If we choose $A$ a set of 5 players at random, let $X_3$ denote the number of players not in $A$ that lose to exactly 3 players in $A$. What's $E[X_3]$? What about $E[X_4]$?

Remark: by choosing $n$ carefully, we can write problems such as: Show that we can choose $A$ and $B$ disjoint groups containing 5 players each so that each player in $B$ loses to exactly 3 players in $A$. The number 5 can be replaced by other numbers too.

**Solution**

There are $N = {n \choose 5}$ ways to choose set $A$. Of all those choices, we sum up the total number each player loses to exactly 3 players in $A$.
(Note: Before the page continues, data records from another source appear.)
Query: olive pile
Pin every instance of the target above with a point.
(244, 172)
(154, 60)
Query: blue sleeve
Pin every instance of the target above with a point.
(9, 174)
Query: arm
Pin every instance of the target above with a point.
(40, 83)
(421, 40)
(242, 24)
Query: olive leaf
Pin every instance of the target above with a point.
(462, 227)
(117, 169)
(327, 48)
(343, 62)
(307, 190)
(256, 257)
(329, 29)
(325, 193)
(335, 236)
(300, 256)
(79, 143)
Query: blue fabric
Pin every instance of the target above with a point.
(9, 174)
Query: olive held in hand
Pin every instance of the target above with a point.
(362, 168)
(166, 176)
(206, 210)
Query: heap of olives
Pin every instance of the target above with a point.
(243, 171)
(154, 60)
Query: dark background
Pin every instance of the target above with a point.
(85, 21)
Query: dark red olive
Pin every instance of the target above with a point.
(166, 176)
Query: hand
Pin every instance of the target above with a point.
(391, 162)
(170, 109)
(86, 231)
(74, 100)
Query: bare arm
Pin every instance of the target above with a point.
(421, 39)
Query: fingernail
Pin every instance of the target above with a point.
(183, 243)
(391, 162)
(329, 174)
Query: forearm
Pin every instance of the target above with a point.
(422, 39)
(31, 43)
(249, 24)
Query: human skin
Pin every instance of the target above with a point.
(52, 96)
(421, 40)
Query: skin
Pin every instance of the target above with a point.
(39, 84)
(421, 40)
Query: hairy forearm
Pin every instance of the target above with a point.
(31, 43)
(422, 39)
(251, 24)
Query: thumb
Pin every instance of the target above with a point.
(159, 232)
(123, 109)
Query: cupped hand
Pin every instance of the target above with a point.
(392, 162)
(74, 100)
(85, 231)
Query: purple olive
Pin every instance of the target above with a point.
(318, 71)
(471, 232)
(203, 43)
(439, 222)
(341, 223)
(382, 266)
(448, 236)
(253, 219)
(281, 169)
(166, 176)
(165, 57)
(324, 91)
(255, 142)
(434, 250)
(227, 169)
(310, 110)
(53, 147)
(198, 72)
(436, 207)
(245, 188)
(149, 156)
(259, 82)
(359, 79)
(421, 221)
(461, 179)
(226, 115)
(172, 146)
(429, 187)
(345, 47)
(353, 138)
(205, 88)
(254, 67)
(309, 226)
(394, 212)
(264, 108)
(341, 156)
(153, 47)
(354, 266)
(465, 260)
That is, for a given player $x$ that loses $p_x$ times, he contributes to ${p_x \choose 3} {n-p_x-1 \choose 2}$ to the total sum. This is because we can choose ${p_x \choose 3}$ ways to form the part of $A$ that beats $x$, and ${n-p_x-1 \choose 2}$ ways to form the part that doesn't beat $x$, and these are mutually exclusive and independent. Note that if $p_x < 3$ that number is zero as expected.

So the expected value is: $$E[X_3] = \frac{\sum_x {p_x \choose 3} {n-p_x-1 \choose 2}}{n \choose 5}$$ Because $f(t) = {p_x \choose 3} {n-p_x-1 \choose 2} - \frac{t(t-1)(t-2)(n-t-1)(n-t-2)}{3! 2!}$ is a convex function in $t$, we can bound this number by Jensen, noting that $\sum_x p_x = n(n-1)/2$ $$E[X_3] > \frac{{(n-1)/2 \choose 3} {n-(n-1)/2-1 \choose 2}}{n \choose 5}$$ By choosing $n$ carefully, or replacing the numbers 5 and 3 accordingly, we can write problems like: in such and such tournament, show that we can choose 5 players into group $A$ and 5 other players into group $B$ such that each player in group $B$ loses the majority of his games against players in group $A$, or each player in group $A$ wins the majority of his games against players in group $B$.

But finding $E[X_4]$ is a wholly different issue. We can still use the fact that $$E[X_4] = \frac{\sum_x {p_x \choose 4} {n-p_x-1 \choose 1}}{n \choose 5} = \frac{\sum_x {p_x \choose 4} (n-p_x-1)}{n \choose 5}$$ but unfortunately now $f(t) = {t \choose 4} (n-t-1)$ is a concave function, so we can't use Jensen. We can still use majorization theorem however, noting that $\sum_x p_x = n(n-1)/2$. If we want to find a sequence of $p_i$ that's absolutely majorized, we can say that: $$(n-1, n-2, \dots, 1, 0) \succ (p_1, p_2, \dots, p_n)$$ which must be true in the most extreme example that each player has an absolute skill level and each victory is transitive. However, computing $E_4$ in that case is difficult. $$E[X_4] > \frac{1}{n \choose 5} \sum_{k=0}^{n-1} {k \choose 4} (n-k-1)$$ which can be done analytically because the sums of $\sum k, \sum k^2, dots \sum k^5$ can all be computed via telescoping arguments.

If you want to be lazy, you can also say that $(n(n-1)/2,0,\dots,0)$ majorizes everything, but that lower bound is probably lame.

Why did I mention this? Because this type of analysis eventually opens up to problems like:

Show that we can choose $A$ and $B$ such that each member of $B$ loses at least 3 times against $A$, or that players from $A$ wins at least $22$ times against $B$, and so on.

What about the number of victories from $A$ to $B$ though? If we label this quantity $V$, then $E[V] = E[X_1 + 2X_2 + 3X_3 + 4X_4 + 5X_5]$, each of which can be evaluated but the even terms are ugly. $E[X_2]$ is not that bad but $E[X_4]$ is definitely not something you want to do too often.

However, there's a faster way to calculate $E[V]$. By symmetry we know it would be $25/2$, because for every choice of $A$ and $B$, there's an equal probability of choosing $B$ and $A$, and the sum of those victories must be 25.

*A related problem from Iran Team Selection Test 2008/6.) *

Suppose 799 teams participate in a tournament in which every pair of teams plays against each other exactly once. Prove that there exist two disjoint groups $A$ and $B$ of 7 teams each such that every team from $A$ defeated every team from $B$.